Effects of element type on accuracy of microstructural mesh crystal plasticity finite element simulations and comparisons with elasto-viscoplastic fast Fourier transform predictions

In this work, we performed massive crystal plasticity finite element (CPFE) simulations to reveal the effects of element type on the accuracy of predicted mechanical fields and overall response over explicit periodic grain structure meshes of polycrystalline Cu during simple tension (ST), simple shear (SS), and a strain path change from ST to SS. Post-processing of the results provided a list of guidance for effective CPFE modeling of explicit microstructures. First, it was confirmed that quadratic tetrahedral elements (C3D10) are the most suitable for CPFE modeling owing to their accuracy, efficiency, and flexibility to describe complex geometries intrinsic to microstructures.

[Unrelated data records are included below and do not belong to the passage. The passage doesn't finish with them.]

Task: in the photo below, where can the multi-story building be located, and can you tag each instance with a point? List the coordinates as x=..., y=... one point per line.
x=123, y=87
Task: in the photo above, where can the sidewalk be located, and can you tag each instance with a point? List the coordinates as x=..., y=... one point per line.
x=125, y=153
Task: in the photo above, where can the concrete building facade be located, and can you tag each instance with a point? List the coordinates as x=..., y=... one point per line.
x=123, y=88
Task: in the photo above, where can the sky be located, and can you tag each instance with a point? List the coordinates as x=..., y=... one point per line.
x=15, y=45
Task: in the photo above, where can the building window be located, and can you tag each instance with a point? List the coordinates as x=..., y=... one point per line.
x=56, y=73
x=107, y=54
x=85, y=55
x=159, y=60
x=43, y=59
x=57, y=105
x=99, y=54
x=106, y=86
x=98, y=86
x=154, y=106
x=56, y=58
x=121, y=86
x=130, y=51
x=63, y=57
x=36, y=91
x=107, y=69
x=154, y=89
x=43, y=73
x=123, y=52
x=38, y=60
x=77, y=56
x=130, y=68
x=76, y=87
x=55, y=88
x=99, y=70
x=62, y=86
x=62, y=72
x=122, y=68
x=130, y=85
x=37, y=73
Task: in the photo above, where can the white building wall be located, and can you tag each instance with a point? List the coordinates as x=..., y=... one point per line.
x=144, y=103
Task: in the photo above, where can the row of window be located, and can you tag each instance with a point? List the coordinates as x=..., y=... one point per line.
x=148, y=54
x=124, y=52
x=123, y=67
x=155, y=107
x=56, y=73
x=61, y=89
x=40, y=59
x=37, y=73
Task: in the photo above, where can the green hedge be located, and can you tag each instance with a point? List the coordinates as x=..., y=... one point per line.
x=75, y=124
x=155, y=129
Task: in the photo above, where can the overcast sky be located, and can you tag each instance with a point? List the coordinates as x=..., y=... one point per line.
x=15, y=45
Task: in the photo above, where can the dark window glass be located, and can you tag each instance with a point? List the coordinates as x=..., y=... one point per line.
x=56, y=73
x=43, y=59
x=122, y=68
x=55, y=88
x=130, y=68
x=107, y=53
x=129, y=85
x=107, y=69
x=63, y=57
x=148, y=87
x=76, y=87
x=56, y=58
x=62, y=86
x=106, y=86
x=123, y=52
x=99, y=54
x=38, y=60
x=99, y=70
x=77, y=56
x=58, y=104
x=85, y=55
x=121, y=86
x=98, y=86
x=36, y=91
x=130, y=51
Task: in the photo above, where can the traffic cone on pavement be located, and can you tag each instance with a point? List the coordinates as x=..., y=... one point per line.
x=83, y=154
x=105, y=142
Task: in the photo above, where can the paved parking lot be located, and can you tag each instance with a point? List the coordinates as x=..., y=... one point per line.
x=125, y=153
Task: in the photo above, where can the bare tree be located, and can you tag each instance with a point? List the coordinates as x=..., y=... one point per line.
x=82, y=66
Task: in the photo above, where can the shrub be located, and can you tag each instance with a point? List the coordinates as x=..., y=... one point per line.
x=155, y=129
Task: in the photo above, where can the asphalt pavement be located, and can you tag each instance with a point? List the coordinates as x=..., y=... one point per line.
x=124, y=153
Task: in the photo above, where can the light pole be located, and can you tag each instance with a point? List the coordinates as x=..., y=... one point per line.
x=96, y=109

Moreover, these elements predicted the overall response between the stiff linear hexahedral (C3D8) and compliant quadratic hexahedral (C3D20) elements. Next, quadratic hexahedral elements with reduced integration (C3D20R) arose as the second choice for CPFE modeling owing to their accuracy and computational efficiency but these elements generally require more memory than C3D10 elements. These elements were also effective in relaxing the issue of volumetric locking intrinsic to C3D20 elements. The issue could not be eliminated by involving C3D20H or C3D20RH hybrid elements with constant pressure. Finally, corresponding simulations of the same explicit grain structure represented in voxel-based formats using elastoviscoplastic fast Fourier transform (EVPFFT) full-field verified the overall response but predicted the local fields to deviate with plastic strain for all element types.